One of the most useful statistics for doing this is the 95% confidence interval. A 95% confidence interval is essentially a range around a sample mean that shows the potential range that the true population mean lies in with 95% confidence, or probability. In other words, If a population mean is 100 with a 95% confidence interval of 75 to 125 there is a 95% chance, statistically speaking, that the true population mean lies between 75 and 125. You can find out more about 95% confidence intervals HERE and HERE.
Load the following data into R: weightdata.txt. Assign column one the name time and column two the name weight.
The formula for a 95% confidence interval is relatively simple. The confidence interval length is equal to:
The Critical T Value * The Standard Deviation of the Data / The Square Root of the Sample Size
Let's briefly look at what each of these are.
The Critical T Value
The simple version is the critical t value is a factor to scale the interval appropriately given the sample size and a desired confidence level (e.g., 95%, 99%, etc). The scaling factor is an attempt to scale the range of the confidence interval assuming the sample mean comes from a sampling distribution of means that is normally distributed - there will be more on this in Section 4. However, the short version is the critical T value is a scaling factor. Note, the inputs to compute the critical T value is 1 minus the desired level of confidence, so 0.05 for a 95% confidence interval, and the degrees of freedom, n - 1, or one less than the number of data points the confidence interval is being generated for. For more on degrees of freedom read THIS.
The Standard Deviation of the Data
See the previous lesson! But, it is simply the standard deviation of the numbers represented by the confidence interval.

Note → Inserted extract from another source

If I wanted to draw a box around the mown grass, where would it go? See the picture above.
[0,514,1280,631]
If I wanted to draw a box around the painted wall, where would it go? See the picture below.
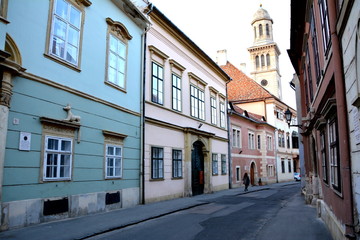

The Square Root of the Sample Size
The square root of the number of data points the confidence interval represents.
Computing a confidence interval in R. For this exercise we will ignore the time variable and just compute the confidence interval for all 40 data points. In R:
df = length(weightdata$weight) - 1
This computes the degrees of freedom of the sample, of 39 in this instance. I am hoping you understand what the length command does!
crt = qt(0.05,df)
This computes the critical t value given a 95% confidence range and the afore-computed degrees of freedom.
std = sd(weightdata$weight)
The standard deviation of the weight data.
sqn = sqrt(length(weightdata$weight))
The square root of the number of data points.
ci = crt * std / sqn
The confidence interval is equal to the critical t-value times the standard deviation of the data divided by the square root of the number of data points.
Note, this can frequently be a negative number so it is appropriate to go:
ci = abs(crt*std/sqn)
To force a positive value using the the absolute value (abs) function.
Finally, the lower and upper ranges of the confidence interval would be:
mean(weightdata$weight) - ci
mean(weightdata$weight) + ci
Assignment Questions
1. Compute the confidence intervals for time == 1 and time == 2 for the weight data.
2. Compute the confidence interval for the difference scores (i.e., the difference scores reflecting the difference in weight data between time == 2 and time == 1 for each person.
Challenge Question
1. Plot the mean of the difference scores as a bar graph with the confidence interval range of the difference scores as the error bar.